Q - Les juges ne sont pas au-dessus des autres citoyens ?
- “Vous avez observé probablement que les juges doivent respecter les lois.”
Q - Et les commissions d'enquête, M. Fabius, ne sont pas allées trop loin sur la Corse ?
- “Non, je ne pense pas. Alors, maintenant, sur la Corse, il était normal... II y a beaucoup de choses qui ne fonctionnent pas comme il faut dans l'administration d'État en Corse. Donc, le Sénat et l'Assemblée nationale ont fait leur travail. Alors, maintenant, il y a eu une question qui était posée : est-ce qu'il devait rendre public leur travail ? Je pense que oui. Est-ce qu'ils devaient rendre public le nom d'un pseudo prétendu je ne sais pas indicateur ? Là, je suis plus réservé. Je pense que peut-être il aurait fallu ne pas rendre ce nom public. Mais pour le reste, je maintiens que le Gouvernement et l'administration doivent faire l'objet d'interrogations, de contrôles quand c'est nécessaire et que la justice, le fonctionnement de la justice aussi peut être mis en cause mais pas les affaires judiciaires individuelles.”
Q - Le Sénat et l'Assemblée nationale se battront sur ces principes-là ?

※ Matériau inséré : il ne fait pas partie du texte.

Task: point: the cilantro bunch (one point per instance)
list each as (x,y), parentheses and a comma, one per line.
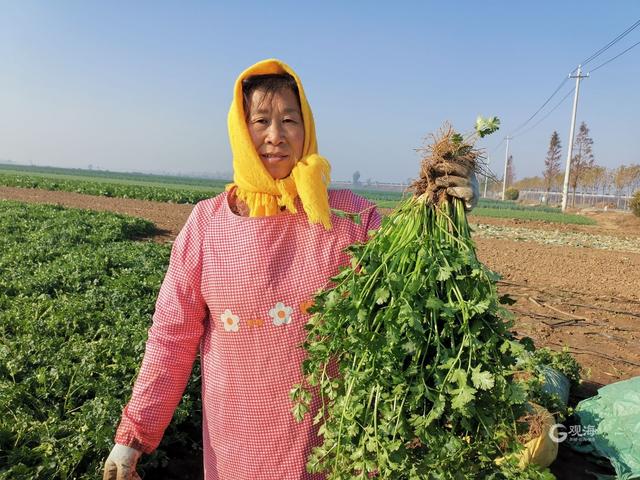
(416,331)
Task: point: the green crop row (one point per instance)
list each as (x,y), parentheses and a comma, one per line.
(76,299)
(115,177)
(106,189)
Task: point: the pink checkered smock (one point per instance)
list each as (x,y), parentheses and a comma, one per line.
(237,288)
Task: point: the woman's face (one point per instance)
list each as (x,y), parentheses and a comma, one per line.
(276,128)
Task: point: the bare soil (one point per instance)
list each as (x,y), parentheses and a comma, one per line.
(585,299)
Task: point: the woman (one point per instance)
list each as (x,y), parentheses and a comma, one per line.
(242,273)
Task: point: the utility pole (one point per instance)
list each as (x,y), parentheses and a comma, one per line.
(567,171)
(506,163)
(486,177)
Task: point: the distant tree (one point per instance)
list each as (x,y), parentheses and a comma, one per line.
(356,178)
(511,171)
(627,178)
(552,162)
(582,160)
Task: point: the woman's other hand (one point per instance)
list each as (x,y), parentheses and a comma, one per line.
(121,463)
(460,182)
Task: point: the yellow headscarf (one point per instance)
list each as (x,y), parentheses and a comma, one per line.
(309,178)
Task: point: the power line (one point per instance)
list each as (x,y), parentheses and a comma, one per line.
(547,115)
(610,44)
(541,107)
(613,58)
(584,62)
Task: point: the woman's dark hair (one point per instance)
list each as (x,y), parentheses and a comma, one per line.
(269,84)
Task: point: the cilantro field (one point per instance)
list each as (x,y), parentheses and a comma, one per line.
(76,297)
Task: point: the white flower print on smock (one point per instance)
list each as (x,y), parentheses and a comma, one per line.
(281,314)
(230,321)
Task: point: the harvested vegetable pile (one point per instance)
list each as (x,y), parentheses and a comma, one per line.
(426,388)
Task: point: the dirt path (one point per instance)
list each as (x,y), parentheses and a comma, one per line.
(585,297)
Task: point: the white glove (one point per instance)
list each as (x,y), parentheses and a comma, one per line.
(121,463)
(460,182)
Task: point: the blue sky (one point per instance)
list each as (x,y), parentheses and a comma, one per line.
(145,86)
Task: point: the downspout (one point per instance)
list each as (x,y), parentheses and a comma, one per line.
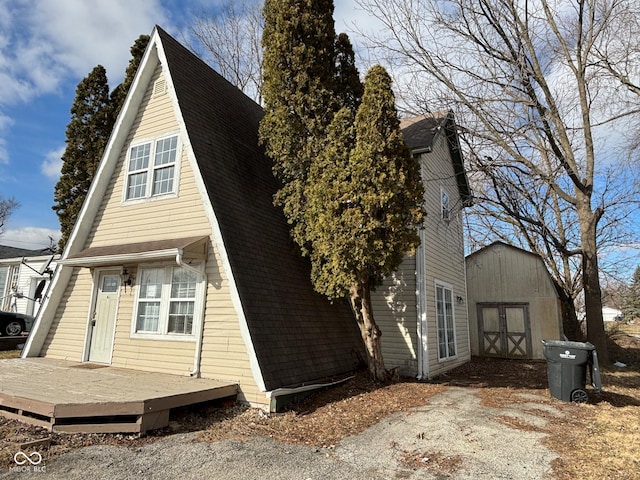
(200,334)
(421,307)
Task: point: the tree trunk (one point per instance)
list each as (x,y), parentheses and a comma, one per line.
(570,324)
(591,278)
(360,298)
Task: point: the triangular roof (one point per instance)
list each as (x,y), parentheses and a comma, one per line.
(420,133)
(293,334)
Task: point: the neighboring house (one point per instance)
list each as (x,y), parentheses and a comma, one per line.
(24,277)
(179,262)
(422,308)
(513,302)
(611,314)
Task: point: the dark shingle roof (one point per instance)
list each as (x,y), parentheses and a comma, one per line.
(419,133)
(297,334)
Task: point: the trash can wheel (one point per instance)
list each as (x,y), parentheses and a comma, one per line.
(579,396)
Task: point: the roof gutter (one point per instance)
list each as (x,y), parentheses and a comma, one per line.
(200,334)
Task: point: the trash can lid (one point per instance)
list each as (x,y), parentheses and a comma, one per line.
(568,344)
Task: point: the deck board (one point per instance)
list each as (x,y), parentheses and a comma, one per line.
(63,395)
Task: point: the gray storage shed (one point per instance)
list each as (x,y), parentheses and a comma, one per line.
(513,303)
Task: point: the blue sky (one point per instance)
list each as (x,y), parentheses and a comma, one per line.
(46,48)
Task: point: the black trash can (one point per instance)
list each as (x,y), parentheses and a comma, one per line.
(567,364)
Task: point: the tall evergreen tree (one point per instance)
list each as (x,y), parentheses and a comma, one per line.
(298,92)
(631,303)
(93,115)
(364,205)
(87,135)
(348,86)
(120,92)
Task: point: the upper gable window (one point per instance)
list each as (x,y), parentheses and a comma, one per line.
(151,168)
(445,206)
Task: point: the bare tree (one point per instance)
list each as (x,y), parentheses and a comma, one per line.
(7,207)
(229,40)
(525,77)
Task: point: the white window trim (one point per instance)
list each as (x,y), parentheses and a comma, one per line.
(443,195)
(148,197)
(447,286)
(164,307)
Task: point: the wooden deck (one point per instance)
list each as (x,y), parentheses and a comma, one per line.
(83,397)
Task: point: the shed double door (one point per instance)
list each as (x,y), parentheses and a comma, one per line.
(504,330)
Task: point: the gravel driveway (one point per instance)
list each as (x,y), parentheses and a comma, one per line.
(450,437)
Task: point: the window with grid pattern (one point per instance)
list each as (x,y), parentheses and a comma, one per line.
(445,322)
(166,301)
(145,178)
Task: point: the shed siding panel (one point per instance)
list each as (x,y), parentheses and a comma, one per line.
(503,274)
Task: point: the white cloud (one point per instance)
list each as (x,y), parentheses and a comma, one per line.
(31,238)
(43,44)
(52,164)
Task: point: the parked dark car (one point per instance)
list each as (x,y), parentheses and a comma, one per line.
(12,324)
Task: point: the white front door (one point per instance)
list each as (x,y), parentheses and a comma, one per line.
(104,317)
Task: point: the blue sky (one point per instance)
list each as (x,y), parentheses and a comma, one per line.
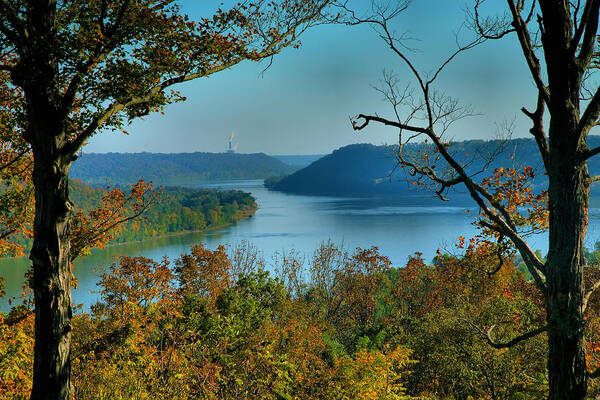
(302,103)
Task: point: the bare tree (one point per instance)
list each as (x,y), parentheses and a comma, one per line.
(81,66)
(559,41)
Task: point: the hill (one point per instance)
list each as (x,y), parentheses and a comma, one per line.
(172,169)
(363,169)
(299,161)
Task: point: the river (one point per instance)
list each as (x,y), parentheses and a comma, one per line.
(399,227)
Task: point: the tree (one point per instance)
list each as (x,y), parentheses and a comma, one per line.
(559,42)
(81,66)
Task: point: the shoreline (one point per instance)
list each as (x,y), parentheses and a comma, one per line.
(245,214)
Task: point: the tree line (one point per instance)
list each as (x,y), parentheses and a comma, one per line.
(214,324)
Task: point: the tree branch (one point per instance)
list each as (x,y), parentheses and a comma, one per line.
(589,21)
(589,118)
(488,335)
(525,40)
(17,32)
(588,294)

- “Mais ils sont évidents. D'ailleurs, ils sont dans tous nos textes. J'ai, là, la déclaration des Droits de l'Homme de 1789 qui dit : "La société a le droit de demander compte à tout agent public de son administration".”
Q - Je vous pose encore deux ou trois questions mais très, très vite. Le PS, la Mnef, les affaires. F. Hollande applique la règle de la responsabilité des élus concernés. Il les pousse vers la sortie, à démissionner. Est-ce que vous appréciez cette jurisprudence Hollande, même si elle est douloureuse pour certains ?

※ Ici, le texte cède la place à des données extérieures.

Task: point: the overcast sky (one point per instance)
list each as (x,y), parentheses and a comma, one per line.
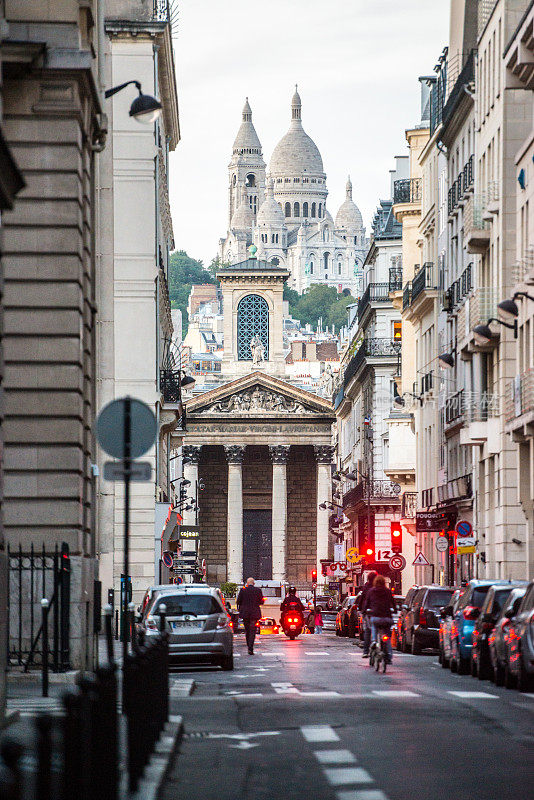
(356,63)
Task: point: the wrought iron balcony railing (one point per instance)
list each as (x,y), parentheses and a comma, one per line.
(407,190)
(424,279)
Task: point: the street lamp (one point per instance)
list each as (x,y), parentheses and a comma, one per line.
(144,108)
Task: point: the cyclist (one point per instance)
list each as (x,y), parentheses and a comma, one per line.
(379,603)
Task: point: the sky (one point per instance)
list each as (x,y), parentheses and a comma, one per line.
(356,63)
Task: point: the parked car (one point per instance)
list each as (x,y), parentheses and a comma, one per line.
(421,620)
(343,615)
(402,613)
(491,608)
(498,638)
(329,620)
(520,666)
(197,622)
(446,614)
(466,613)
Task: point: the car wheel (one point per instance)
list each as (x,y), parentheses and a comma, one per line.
(509,678)
(498,674)
(416,647)
(227,662)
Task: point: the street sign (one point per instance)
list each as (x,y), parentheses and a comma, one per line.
(139,472)
(464,528)
(352,555)
(110,428)
(397,562)
(420,560)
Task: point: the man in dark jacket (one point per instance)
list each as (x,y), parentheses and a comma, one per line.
(249,602)
(368,585)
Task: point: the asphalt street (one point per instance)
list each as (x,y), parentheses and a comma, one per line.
(310,719)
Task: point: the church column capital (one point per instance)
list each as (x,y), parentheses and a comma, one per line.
(234,453)
(192,453)
(279,453)
(323,453)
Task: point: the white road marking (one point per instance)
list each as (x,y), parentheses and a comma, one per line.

“Elle est un peu plus complexe que cela mais l'idée qu'il faille tirer les conséquences politiques de situations juridiques, c'est une idée parfaitement normale. Et donc, F. Hollande a raison d'aller en ce sens.”
Q - L. Jospin promet de baisser les impôts, comme s'il vous avait entendu...
- “C'est très bien. C'est une nouvelle excellente...”
Q - En 2001, ça va ?
C'est une nouvelle excellente. On va commencer, je l'espère, dès l'année prochaine, 2000, et je souhaite qu'il y ait une baisse de la taxe d'habitation pour commencer. Ensuite, il va falloir prendre dans le budget suivant l'impôt sur le revenu ou il y a beaucoup de choses à faire, la TVA où il y a aussi beaucoup de choses à faire. Vous voyez que le programme est chargé. Regarder non seulement la baisse des impôts mais ce qui y correspond, c'est-à-dire un meilleur fonctionnement indispensable de l'Etat.
Q - Un mot. Est-ce que c'est L. Jospin qui fait du Fabius sans le savoir ou c'est vous qui faites du Jospin en le sachant ?
- “Nous deux faisons de la gauche en le sachant.”